The solution to a tenant memory overrun exception varies with the root cause. The following content describes the solutions in descending order of preferences and benefits:

Large queries: For a tenant memory overrun caused by large queries or bad SQL statements, locate the SQL statement that causes the issue and optimize the SQL statement to reduce the memory consumption, thus preventing the alert.
Large transactions: For an "insufficient tenant memory" error caused by large transactions or batch data import or export, locate the large transaction that causes the issue and optimize the transaction processing to eventually turn the large transaction into small transactions.
Improper tenant variable configurations: If the SQL statements and transaction size have been minimized to the greatest degree allowed, set ob_sql_work_area_percentage to a larger value for the tenant to increase the memory allowed for a session. The default value is 5, indicating 5% of a single memory resource unit of the tenant. The variable can be configured at the global level. The recommended value range is [5,80].

Sample statement:
- Global level
```
obclient> SET GLOBAL ob_sql_work_area_percentage = xxx;
```
Scale up the memory resources for the tenant. If the alert is not triggered by all the preceding causes, the issue may be caused by insufficient tenant memory. In this scenario, you may scale up the memory resources for the tenant. For more information, see Overview of tenant management. If the alert is caused by a minor compaction exception or a major compaction exception, see Troubleshoot major compaction exceptions.
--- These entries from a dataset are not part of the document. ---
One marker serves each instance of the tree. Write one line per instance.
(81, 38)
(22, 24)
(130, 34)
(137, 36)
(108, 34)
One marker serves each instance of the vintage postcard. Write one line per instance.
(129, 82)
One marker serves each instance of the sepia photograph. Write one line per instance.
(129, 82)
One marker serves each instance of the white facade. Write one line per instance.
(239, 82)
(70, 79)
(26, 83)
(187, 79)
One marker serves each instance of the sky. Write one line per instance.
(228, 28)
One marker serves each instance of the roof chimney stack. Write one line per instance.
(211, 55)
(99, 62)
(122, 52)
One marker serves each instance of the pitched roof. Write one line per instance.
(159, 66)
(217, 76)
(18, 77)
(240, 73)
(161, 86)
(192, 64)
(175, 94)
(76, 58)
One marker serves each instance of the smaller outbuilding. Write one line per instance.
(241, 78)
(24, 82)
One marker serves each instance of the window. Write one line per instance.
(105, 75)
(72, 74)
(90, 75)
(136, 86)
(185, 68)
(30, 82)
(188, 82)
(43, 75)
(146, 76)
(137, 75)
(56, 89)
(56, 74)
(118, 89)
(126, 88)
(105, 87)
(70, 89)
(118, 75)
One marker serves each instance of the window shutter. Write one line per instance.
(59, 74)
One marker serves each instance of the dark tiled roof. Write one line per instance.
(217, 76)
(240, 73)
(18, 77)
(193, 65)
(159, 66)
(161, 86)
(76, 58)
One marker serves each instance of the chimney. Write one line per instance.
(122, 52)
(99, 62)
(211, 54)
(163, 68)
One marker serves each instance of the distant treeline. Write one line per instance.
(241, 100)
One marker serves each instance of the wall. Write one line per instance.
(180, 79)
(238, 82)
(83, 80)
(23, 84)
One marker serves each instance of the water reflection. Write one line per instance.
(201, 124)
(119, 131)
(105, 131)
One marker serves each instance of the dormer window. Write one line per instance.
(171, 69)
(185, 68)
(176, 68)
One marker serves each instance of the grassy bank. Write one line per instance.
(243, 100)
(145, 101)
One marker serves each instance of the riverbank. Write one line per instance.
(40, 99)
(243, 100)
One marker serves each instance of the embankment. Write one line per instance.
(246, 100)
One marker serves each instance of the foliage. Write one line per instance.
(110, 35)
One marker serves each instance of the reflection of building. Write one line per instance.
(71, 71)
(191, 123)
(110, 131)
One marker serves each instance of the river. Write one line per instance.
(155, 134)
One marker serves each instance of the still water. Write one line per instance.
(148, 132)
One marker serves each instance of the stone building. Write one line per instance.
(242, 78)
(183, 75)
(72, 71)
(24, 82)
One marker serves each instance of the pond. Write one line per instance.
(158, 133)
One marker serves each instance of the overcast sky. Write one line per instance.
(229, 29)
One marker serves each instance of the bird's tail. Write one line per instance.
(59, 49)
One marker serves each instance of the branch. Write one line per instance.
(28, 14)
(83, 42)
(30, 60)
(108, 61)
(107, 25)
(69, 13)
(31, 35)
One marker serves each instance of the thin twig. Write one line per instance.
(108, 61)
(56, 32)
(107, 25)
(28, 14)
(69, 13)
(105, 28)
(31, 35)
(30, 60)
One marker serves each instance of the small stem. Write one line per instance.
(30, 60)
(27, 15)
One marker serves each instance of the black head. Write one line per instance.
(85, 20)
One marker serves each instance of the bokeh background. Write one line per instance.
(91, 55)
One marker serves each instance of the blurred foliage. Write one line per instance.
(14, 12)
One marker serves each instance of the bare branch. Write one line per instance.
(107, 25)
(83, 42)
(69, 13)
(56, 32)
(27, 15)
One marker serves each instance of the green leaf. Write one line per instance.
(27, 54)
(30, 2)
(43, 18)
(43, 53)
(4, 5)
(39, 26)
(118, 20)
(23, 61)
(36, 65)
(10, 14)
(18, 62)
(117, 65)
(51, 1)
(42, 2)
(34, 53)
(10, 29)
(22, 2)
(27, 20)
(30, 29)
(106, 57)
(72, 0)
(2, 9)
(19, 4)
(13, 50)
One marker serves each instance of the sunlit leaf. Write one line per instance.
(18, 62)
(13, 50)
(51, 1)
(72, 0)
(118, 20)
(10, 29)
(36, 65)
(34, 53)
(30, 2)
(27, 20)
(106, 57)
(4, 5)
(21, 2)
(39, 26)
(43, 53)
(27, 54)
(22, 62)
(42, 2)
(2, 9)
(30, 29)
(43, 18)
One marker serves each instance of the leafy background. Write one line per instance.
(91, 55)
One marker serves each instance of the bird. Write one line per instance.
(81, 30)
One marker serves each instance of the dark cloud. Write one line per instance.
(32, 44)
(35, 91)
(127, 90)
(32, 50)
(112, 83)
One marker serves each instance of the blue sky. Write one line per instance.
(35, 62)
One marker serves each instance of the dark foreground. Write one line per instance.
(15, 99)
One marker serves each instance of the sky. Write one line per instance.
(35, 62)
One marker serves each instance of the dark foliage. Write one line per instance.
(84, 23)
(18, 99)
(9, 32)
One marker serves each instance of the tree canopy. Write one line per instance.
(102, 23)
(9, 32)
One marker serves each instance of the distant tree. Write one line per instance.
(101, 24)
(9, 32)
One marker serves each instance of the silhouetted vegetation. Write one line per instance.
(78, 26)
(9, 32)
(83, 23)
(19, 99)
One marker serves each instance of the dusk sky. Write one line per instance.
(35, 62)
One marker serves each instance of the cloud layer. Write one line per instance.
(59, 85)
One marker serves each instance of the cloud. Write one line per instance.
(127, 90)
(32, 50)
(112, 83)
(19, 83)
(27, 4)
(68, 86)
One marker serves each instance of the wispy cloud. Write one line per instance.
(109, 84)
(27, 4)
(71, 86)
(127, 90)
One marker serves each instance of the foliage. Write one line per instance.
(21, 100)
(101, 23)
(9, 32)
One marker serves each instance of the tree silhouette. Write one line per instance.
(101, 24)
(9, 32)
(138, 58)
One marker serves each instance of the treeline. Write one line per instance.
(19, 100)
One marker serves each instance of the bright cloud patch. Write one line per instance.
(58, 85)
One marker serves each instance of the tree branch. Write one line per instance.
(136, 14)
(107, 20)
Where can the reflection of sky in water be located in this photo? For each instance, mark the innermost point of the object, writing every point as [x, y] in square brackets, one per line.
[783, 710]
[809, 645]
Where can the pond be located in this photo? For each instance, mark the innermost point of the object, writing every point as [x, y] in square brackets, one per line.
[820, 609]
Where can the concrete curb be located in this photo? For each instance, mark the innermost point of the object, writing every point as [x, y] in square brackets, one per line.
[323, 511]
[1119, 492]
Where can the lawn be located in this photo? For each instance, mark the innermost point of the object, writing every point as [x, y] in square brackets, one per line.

Collect relevant information

Locate the module that uses increasing memory and monitor the memory allocation for this module. After the exception recurs, identify the cause of growing memory consumption or leakage. Perform the following steps:

Locate the problematic module
1. Query the __all_virtual_memory_info table. Sample command:
```
SELECT * FROM __all_virtual_memory_info  ORDER BY used desc limit 10;
```
2. View logs in the observer.log file and find the modules that consume the most proportion of memory. The following figure shows the memory consumption of modules in the observer.log file.
Enable memory allocation monitoring for the module.
```
ALTER system SET leak_mod_to_check='xxx';
```
The following sample statement shows how to obtain the memory allocation code path of the OB_TEST2_PCODE module in the libeasy context:
```
ALTER system SET leak_mod_to_check='OB_TEST2_PCODE'
```
Observe the exception recurrence.

Monitor the memory usage of the module and observe the exception recurrence by checking the observer.log file or querying the __all_virtual_memory_info table as instructed in Step 1.
Execute the following statement and save the returned results in plain text:
```
SELECT * FROM __all_virtual_mem_leak_checker_info  ORDER BY alloc_count;
```
Stop memory allocation monitoring.

You can obtain the memory allocation code path in the returned results in Step 4. The path is a hex value of the memory address and indicates the cause for growing memory consumption or leakage. You can execute the following statement to stop memory allocation monitoring:
```
 ALTER system set leak_mod_to_check= '';
```
Run the addr2line -pCfe $observer $back_trace command to print the stack information in the back_trace field obtained in Step 3. Example:
```
 addr2line -pCfe /home/admin/oceanbase/bin/observer $back_trace
```
Send the information obtained in Steps 3, 4, and 6 to OceanBase Technical Support for assistance.